Quanto à questão da duplicação de facturas/recibos para pagamento da taxa de remoção e deposição de resíduos sólidos urbanos, o mais grave na minha perspectiva são os custos associados a esse erro administrativo, apesar de sobejamente ser conhecida a situação económico-financeira do Município Marcoense, não deveria ocorrer este tipo de lapsos. Mas tão ou mais grave do que a duplicação de facturas, é ocorrer o contrário, existirem abundantemente no Concelho focos onde nem sequer chega para pagamento um único recibo. Embora claro, onde esse mesmo serviço público é assegurado pela autarquia ao abrigo do contrato vigente com a empresa prestadora desse serviço. Obviamente que não vou denunciar quem são e onde são, porque essa não é tarefa minha, mas sim da autarquia e das Juntas de Freguesia em fazerem um trabalho de levantamento com dados precisos e eficazes do que aqueles que são utilizados. Isto também é responsabilidade política, no sentido que este custo público não está a ser equitativamente pago, por outro lado resulta na quebra de receita para os cofres da autarquia.
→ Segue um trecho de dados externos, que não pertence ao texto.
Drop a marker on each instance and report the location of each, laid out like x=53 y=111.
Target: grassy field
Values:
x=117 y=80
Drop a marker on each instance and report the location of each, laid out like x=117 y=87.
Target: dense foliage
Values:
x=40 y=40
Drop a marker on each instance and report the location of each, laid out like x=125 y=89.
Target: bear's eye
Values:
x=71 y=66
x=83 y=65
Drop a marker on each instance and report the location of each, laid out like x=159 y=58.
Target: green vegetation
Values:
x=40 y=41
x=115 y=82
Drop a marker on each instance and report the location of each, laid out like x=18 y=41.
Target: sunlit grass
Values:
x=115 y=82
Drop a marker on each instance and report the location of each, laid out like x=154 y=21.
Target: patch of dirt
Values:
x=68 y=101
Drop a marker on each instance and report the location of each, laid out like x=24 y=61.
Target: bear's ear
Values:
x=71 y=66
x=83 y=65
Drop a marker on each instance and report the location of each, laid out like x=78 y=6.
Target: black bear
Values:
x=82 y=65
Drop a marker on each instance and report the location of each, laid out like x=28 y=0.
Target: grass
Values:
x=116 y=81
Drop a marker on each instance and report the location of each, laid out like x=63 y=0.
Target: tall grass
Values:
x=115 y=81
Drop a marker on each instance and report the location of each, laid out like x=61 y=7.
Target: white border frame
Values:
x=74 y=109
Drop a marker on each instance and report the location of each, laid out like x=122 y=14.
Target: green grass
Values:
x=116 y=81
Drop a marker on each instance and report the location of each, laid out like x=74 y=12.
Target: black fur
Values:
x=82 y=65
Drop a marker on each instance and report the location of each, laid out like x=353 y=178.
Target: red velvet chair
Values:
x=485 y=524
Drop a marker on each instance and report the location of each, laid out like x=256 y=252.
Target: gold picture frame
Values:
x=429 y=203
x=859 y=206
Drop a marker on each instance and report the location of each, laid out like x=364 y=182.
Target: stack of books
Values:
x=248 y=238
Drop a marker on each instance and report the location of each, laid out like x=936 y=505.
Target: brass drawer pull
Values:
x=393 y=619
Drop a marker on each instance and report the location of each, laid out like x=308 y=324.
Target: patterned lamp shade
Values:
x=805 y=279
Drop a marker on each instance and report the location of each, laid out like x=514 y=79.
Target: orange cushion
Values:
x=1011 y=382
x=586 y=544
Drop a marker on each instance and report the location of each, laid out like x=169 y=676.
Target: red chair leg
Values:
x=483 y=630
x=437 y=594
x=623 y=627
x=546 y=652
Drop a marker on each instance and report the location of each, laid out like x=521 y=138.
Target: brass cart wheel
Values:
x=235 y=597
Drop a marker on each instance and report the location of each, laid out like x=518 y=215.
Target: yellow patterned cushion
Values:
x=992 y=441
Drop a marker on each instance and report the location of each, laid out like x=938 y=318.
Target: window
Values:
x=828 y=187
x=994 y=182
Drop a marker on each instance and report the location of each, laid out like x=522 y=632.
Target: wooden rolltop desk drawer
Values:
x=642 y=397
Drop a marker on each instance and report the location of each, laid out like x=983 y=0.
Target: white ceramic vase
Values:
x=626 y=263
Pode não ser um valor significativo, mas em tempos de crise como este, todos os valores insignificantes juntos, podem traduzir no cumprimento de obrigação ou (i)responsabilidade política, como por exemplo, a colocação de uma pequena tampa no centro da Cidade.

Um Abraço João

Carlos Fernandes
Carlos Fernandes a 19 de Dezembro de 2011 às 23:32

Por falar em cabazes de natal.Disse em Toutosa que não foi distribuido nenhum e um grupo carenciado está bem referenciado, pois até vive nas habitações do "Património dos Pobres N.S.da Livração"
Anónimo a 20 de Dezembro de 2011 às 09:10

Por vezes acontecem coisas destas, vamos corrigir:
Diz-se em Toutosa , que não chegou qualquer cabaz de Natal, a familias carenciadas.É fácil referenciar pessoas carenciadas nesta terra, pois vivem em moradias do "Património dos Pobres de N.S.da Livração ".
Espero que não de confirme este "boato" ou então estão a tempo de corrigir,pois faltam 3 dias para que os cabazes tenham significado, embora o natal seja quando um homem(Câmara)quizer!!!